SSDs on the other hand regularly achieve writing and reading speeds between 350 MB/s and 600 MB/s and are on the verge of satiating the SATA III transfer speeds. That makes copying data an easy task, and also increases the loading time of your operating system, programs, video games, and your day-to-day use a breeze.
When you put SSD vs HDD, you’ll notice the main difference, besides size, is their speed and capacity. HDDs for regular consumers can store much more data, upwards of 16 TB, and even 20 TB in some occasions. SSDs, on the other hand, are typically sold to consumers with maximum capacities of 4 TB or 5 TB. From time to time, you’ll hear records being broken, such as that of a 100 TB SSD. Those are done in-company for the competition, and not sold en masse, so they shouldn’t be of concern to you yet.
It all comes down to price, doesn’t it? If it wasn’t an issue, no one would endure slower speeds of an HDD. They would simply stack SSDs until all of their SATA ports are filled. With that said, HDDs are built to enable storing large amounts of data cheaply. While the price constantly changes, you can expect to pay around the same price for a 1 TB HDD and a 240 GB SSD. This will change as the capacity increases and production processes improve but is there to give you a rough estimation. We also recommend paying a bit more to get products by reputable manufacturers – Toshiba, Seagate, Samsung, Western Digital, Hitachi, SanDisk, etc.
Here is a quick comparison table that lists the differences between a solid-state drive and a hard disk drive. Have a look at it to get a good idea about the differences between the two of them.

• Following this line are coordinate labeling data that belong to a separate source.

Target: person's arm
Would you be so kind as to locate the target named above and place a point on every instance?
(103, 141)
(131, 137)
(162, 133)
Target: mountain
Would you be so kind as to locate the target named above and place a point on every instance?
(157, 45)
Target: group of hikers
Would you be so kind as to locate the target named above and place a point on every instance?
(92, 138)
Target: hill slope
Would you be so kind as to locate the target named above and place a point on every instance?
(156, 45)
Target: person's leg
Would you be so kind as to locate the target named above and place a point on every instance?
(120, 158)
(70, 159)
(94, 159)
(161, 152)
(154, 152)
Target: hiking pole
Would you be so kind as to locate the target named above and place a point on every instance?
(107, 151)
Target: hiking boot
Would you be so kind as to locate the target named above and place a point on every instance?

|No moving parts thus no sound or vibration||Spinning disks makes a bit of vibration and noise|
|Boots in less than 10 seconds||Typically need 40-60 seconds to boot|
|Need 2-3 watts of power||6-7 watts of power to operate|
|Not common to come in huge capacities like 10TB||Comes in a lot of capacity variations even more than 10 TB|
|Around $0.19 per GB storage||$0.03 per GB cost|
|Typically has a speed of 200 – 500 MB/s||Speed of around 50 – 100 MB/s|
|Magnets doesn’t affect the drive||Magnets can cause data loss or disk damage|
|Smaller in size thus consuming less space also lightweight||Around 3 times bigger than SSDs, weighs significantly more and consumes much more space|
So, SSD or HDD?
The choice ultimately comes down to the way you use your computer. If you have a large collection of movies, photos, video games, or work files, pick an HDD. If you want quick loading and reading/writing times, and to boot your computer in a few seconds instead of a minute or more, pick an SSD. Of course, if budget isn’t an issue, get an SSD with a larger capacity. Budget-wise, the best choice is to get a low capacity SSD for your operating system and important programs/video games. Then, simply leave the remainder of files on an HDD.